Alltag für Fahrer von Abfallsammelfahrzeugen: Falschparker, enge Straßen, genervte Autofahrer, Hitze, Kälte, Gewitter. Das geht jetzt auch anders. Im norditalienischen Asti ist ein neuer, smarter Dienstwagen für die Abfallentsorgung im Einsatz. Er entlastet die Fahrer und reduziert die Betreiberkosten durch höheren Durchsatz und Einsparung von Ladepersonal. Die Automatisierung und Digitalisierung der Abfallwirtschaft nimmt Fahrt auf.

 

 

Mit der Integration von Sensoren und Sensorsystemen in Sonder- und Kommunalfahrzeuge entstehen intelligente und alltagstaugliche Lösungen, die den Wünschen nach höherem Durchsatz bei gleichzeitig niedrigeren Prozesskosten gerecht werden. Die für die Abfallwirtschaft und Stadtreinigung in Asti zuständige Asti Servizi Pubblici SPA, Asp, setzt zur Abholung von Siedlungsabfall in einem Pilotprojekt das sogenannte 2Side System ein. Das 2Side System besteht aus einem Abfallsammelfahrzeug mit Roboterarm und automatischer Greifarmtechnik und passenden Abfallcontainern mit Kingshover-Einhaktechnik. Die Komplettlösung ist das Ergebnis einer Kooperation zwischen dem italienischen Unternehmen Ecologia Soluzione Ambiente (ESA) und dem spanischen Hersteller von Abfallcontainern, CONTENUR, S.L. Für die perfekte automatische Positionierung des Greifarms sorgen Sensoren von SICK.

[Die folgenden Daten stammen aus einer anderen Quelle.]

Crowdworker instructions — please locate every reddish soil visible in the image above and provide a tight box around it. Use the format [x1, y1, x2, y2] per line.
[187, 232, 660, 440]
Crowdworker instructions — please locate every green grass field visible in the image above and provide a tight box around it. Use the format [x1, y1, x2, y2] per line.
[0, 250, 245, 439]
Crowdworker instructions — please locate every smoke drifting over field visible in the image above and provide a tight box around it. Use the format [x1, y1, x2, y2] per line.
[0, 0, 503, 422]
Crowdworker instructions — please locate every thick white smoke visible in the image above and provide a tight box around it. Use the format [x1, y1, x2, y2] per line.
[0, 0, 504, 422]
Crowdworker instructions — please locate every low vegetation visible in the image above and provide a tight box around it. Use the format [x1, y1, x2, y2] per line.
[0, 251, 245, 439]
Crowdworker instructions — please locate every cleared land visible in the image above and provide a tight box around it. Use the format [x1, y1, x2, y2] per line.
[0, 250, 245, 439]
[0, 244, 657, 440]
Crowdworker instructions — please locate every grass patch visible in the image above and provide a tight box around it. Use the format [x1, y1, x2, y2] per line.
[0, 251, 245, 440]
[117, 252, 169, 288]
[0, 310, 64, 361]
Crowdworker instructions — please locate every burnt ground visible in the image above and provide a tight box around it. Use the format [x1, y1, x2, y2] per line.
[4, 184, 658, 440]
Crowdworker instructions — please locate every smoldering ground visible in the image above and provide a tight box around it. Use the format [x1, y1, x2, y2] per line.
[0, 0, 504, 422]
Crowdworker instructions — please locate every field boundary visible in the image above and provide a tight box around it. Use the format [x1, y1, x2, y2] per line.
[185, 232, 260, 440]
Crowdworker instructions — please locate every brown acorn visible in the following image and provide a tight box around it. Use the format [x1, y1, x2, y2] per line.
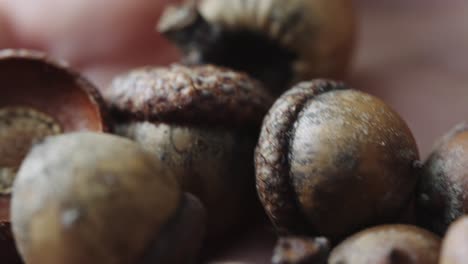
[12, 132, 205, 264]
[100, 65, 272, 238]
[417, 123, 468, 235]
[0, 50, 107, 262]
[271, 237, 330, 264]
[439, 216, 468, 264]
[158, 0, 355, 95]
[328, 225, 440, 264]
[255, 80, 418, 241]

„Wir haben ein Fahrzeug entwickelt, das Abfallcontainer von beiden Straßenseiten automatisch aufnehmen und ins Sammelfahrzeug entleeren kann. Dazu muss der Fahrer das Fahrzeug nicht verlassen und kann den Vorgang ohne weiteres Personal durchführen“, erklärt Giovanni Bertozzi, Projektmanager Ecologia Soluzione Ambiente (ESA).

 

Smarte Abfallentsorgung – so geht’s

Und das geht so: Der Fahrer fährt auf seiner Route an die Container heran. Ein Distanzsensor signalisiert dem Fahrer den Abstand des Fahrzeugs zum Container. Per Joystick startet der Fahrer den Leerungsprozess. Der Drehgreifarm bewegt sich zu der Straßenseite, auf der die Container stehen. Er neigt sich automatisch auf die richtige Containergreifposition, hebt den Container über das Fahrzeug und löst die Öffnung der Bodenklappen des Containers aus. Der Greifarm setzt den leeren Container zurück an seine Position. Das Abfallsammelfahrzeug fährt weiter, die Straße ist frei. Der ganze Prozess dauert maximal 80 Sekunden.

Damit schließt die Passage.